Inhaltsverzeichnis:

sshfs

2021-03-14 / 2023-04-03

Ein paar Notizen zum sshfs inkl. meiner häufigsten Verbindungen

sudo apt install sshfs

#Mount
sshfs -o idmap=user 192.168.3.4:/media/nas ~/nas

# Unmount
fusermount -u ~/nas

To add it to your /etc/fstab

sshfs#$USER@far:/projects /home/$USER/far_projects fuse defaults,idmap=user 0 0

Note that you have to change $USER to your login name when editing fstab, but it is not necessary when typing commands (the shell does it for you in that case).

One thing to be aware of is that your UID (User ID, the unique number of your user on a system) is not necessarily the same on the two hosts. When you ls -l, the user name associated with each file is printed in the third column.
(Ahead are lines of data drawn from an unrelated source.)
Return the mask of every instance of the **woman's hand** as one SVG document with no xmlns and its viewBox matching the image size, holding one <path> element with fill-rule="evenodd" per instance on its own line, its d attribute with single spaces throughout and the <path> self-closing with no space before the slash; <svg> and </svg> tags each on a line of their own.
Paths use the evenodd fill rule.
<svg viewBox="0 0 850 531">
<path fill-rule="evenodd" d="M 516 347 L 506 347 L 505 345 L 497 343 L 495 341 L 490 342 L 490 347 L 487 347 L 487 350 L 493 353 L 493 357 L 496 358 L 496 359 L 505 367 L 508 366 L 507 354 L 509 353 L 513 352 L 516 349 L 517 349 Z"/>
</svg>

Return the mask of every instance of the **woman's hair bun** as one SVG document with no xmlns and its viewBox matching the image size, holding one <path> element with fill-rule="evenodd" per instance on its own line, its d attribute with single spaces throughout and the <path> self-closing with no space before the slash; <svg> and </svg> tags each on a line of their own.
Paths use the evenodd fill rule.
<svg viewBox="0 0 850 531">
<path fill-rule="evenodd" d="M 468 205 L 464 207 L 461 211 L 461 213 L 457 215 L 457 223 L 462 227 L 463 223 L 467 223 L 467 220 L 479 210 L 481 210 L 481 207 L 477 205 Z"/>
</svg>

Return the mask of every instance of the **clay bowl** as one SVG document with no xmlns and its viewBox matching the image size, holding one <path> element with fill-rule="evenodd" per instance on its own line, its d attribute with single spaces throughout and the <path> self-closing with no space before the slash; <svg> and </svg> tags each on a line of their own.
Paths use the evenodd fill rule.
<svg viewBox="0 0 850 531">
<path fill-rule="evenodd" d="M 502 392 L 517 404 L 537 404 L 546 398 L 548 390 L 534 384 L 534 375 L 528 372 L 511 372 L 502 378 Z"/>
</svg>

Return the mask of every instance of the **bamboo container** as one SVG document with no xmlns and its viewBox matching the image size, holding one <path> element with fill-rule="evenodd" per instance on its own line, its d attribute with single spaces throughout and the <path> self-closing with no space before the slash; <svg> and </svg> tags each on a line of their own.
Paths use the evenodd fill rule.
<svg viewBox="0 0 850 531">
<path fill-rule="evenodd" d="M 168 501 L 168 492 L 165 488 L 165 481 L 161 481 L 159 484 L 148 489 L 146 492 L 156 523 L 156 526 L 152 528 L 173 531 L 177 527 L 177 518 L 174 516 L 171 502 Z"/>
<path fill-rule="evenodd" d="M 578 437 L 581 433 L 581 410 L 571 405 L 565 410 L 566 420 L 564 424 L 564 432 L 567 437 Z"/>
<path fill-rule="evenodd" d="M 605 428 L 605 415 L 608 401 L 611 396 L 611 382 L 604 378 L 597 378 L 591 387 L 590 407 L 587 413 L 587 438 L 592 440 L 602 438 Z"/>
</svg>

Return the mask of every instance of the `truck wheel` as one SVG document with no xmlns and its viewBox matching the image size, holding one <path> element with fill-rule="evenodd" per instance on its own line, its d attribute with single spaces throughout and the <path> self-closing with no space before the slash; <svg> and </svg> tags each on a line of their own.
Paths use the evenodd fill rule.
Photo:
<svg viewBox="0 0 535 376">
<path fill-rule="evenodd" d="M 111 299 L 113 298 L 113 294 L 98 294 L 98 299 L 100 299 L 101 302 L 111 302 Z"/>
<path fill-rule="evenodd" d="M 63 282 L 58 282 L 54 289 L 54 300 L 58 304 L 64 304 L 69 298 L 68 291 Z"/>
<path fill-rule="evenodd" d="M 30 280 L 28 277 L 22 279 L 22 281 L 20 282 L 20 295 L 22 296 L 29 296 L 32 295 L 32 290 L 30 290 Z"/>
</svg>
However, in the filesystem, only UIDs are stored, and ls simply looks up the UID and finds the user name associated with it. In Unix, UIDs are what matter, not the user names. So if you're 1000 on the local host and 1003 on the remote host, the sshfs mounted directory would show a different user name for your files. This is not a problem, though, because the ssh server on the remote machine is what is actually reading and writing files. So even though it shows up in ls -l as a different UID, any changes will be done through the ssh server on the remote host, which will use the correct UID for the remote machine. Problems may arise if you attempt to use a program that looks at UIDs of files (e.g. ls prints the wrong user name).

The idmap=user option ensures that files owned by the remote user are owned by the local user. If you don't use idmap=user, files in the mounted directory might appear to be owned by someone else, because your computer and the remote computer have different ideas about the numeric user ID associated with each user name. idmap=user will not translate UIDs for other users.